The graphical entry of passwords is initially an attempt to thwart keyloggers. When such things began to appear, keyloggers naturally evolved (the people who write keyloggers have not stopped developing them; they adapt to new conditions) and modern keyloggers are also mouseloggers which record, for each click, a partial snapshot of the screen (a small area surrounding the click point).
Another reason why some banks use graphical password entry methods is because they do not like Web browsers which remember passwords. This can be for legal technicalities: if the browser remembers the password, then the user is not entering it, and this may make it more difficult for the bank in case of some conflict between the bank and the user. But, in practice, as a security measure, the graphical password backfires: if the user cannot have his browser remember the password, he will use another storage medium, for instance a stick-up note.
A more compelling reason, for a bank, to implement a graphical reason is trust management. The banking system foundation is trust: a bank is an entity to which you give your money, on the belief that it will give it back to you whenever you want. But since the bank uses that money (to lend it to other people), it intrinsically relies on the idea that not all its customers will want their money back simultaneously (that would be a bank run). As long as all the customers share that idea, the bank lives. That's the reason why bank buildings are always impressive (in the 19th century, they were all full of stone pillars and iron and marble, with extremely "massive" architecture): this is a conscious display of stability and robustness, so that you think of the bank in those terms.

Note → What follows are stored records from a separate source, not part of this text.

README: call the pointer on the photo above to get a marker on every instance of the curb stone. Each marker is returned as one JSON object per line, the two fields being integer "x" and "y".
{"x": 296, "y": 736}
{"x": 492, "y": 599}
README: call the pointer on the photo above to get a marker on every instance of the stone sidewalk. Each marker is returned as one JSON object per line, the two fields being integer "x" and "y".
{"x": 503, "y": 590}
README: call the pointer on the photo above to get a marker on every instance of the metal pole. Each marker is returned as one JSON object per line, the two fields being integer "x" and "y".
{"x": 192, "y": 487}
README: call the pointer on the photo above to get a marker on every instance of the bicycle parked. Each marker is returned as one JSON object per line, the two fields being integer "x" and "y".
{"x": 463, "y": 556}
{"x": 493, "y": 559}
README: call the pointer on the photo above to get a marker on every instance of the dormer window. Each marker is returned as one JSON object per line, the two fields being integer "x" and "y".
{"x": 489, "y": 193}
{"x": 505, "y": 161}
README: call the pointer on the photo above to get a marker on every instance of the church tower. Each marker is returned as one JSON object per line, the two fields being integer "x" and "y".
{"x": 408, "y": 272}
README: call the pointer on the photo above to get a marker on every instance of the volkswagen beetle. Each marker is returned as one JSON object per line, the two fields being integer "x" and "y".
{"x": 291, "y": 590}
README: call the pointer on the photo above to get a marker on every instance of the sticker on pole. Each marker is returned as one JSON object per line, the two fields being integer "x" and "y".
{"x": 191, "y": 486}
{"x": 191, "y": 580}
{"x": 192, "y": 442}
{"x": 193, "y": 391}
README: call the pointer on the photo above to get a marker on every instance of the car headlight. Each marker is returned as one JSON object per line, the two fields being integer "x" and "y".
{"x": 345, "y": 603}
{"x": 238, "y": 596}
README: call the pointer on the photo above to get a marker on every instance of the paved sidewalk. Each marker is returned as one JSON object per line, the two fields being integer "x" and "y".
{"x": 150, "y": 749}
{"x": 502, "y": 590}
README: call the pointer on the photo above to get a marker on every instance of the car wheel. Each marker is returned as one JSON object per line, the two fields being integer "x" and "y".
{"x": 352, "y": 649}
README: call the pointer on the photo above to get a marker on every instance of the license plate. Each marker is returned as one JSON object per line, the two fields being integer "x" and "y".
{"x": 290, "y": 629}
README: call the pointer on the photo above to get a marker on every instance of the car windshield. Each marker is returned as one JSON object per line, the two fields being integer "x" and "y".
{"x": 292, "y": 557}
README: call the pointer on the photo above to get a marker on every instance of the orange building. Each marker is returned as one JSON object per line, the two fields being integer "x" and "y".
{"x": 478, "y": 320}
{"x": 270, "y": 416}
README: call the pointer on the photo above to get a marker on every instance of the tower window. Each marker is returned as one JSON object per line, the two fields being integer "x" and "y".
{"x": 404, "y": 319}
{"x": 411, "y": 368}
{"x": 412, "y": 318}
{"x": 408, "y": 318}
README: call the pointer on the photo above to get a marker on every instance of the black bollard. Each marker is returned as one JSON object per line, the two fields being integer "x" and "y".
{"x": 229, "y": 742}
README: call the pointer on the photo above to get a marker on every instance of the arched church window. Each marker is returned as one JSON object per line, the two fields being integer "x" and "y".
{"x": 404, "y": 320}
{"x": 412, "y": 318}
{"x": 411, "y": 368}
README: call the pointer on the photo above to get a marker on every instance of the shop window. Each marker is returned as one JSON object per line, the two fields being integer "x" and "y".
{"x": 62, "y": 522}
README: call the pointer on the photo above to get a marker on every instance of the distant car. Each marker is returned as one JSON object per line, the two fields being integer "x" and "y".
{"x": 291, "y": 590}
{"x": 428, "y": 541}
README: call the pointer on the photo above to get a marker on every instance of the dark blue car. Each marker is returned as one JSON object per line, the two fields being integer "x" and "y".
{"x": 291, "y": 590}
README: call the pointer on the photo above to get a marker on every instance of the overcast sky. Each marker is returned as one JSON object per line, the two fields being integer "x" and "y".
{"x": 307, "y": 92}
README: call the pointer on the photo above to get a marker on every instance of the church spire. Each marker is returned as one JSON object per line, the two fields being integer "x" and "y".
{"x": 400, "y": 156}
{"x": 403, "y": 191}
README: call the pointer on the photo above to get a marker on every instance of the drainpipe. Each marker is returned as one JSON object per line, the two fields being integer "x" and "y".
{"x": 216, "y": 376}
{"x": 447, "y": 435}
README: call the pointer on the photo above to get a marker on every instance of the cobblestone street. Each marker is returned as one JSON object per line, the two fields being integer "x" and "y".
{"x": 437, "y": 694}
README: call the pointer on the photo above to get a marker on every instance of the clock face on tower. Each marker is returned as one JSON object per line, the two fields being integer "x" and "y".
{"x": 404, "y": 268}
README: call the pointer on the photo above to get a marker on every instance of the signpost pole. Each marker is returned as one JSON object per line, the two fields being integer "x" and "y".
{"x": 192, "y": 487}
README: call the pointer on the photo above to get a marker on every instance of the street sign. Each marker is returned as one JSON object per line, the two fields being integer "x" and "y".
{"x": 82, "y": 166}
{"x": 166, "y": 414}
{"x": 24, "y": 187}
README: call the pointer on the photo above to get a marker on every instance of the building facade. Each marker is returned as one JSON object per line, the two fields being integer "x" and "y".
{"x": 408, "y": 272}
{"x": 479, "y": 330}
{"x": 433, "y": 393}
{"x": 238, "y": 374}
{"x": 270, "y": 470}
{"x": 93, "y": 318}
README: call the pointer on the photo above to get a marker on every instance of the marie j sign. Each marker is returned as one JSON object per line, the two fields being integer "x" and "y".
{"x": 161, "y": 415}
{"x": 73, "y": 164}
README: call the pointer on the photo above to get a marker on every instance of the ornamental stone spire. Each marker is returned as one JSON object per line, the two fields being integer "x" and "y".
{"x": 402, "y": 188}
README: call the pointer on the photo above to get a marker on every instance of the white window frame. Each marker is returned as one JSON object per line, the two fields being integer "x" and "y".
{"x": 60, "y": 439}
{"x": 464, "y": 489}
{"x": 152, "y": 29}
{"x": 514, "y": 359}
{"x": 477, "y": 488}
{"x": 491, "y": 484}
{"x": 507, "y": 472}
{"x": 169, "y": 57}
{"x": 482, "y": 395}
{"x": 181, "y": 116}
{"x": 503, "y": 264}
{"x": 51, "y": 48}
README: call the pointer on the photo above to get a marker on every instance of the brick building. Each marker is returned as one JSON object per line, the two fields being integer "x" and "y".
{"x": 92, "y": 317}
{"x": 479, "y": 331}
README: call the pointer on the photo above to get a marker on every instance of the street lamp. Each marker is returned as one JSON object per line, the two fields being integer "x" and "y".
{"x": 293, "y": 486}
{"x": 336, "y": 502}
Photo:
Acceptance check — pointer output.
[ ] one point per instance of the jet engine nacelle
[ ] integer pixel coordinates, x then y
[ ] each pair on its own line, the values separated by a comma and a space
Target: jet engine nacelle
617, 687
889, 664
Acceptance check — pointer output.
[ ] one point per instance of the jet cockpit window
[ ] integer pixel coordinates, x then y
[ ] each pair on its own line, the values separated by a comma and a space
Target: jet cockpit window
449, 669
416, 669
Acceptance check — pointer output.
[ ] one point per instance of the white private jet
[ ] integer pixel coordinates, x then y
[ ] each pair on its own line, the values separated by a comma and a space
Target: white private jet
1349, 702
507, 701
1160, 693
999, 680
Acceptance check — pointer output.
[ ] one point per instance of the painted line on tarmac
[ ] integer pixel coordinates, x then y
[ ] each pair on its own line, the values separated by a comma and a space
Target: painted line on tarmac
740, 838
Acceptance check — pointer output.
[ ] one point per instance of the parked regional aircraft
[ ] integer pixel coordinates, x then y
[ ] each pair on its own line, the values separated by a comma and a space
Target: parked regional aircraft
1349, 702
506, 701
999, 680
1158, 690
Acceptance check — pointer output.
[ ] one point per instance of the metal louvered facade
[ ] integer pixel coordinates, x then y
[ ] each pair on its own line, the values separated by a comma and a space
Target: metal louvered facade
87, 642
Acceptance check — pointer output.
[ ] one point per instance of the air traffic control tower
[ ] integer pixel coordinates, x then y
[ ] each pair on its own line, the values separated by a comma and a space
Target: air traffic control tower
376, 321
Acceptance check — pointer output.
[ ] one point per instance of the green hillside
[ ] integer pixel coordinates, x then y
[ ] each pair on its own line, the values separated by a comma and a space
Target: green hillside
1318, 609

In the age of the Internet, the graphical password entry is a stone pillar: it establishes a firm psychological distance between the bank and the less serious sites. It would not look good if the online bank Web site was too similar to the site you use to order a pizza. When they log into their bank account, the customers must have a feeling that they enter a "high security" zone in which their safety is taken seriously. The "graphical password entry", like all things graphical, is a nice gimmick for that (humans are visual animals, they react strongly to what they see). The Web site of my bank does not have a graphical password entry, but it takes care to open a popup window with a picture of a padlock, for the same reasons.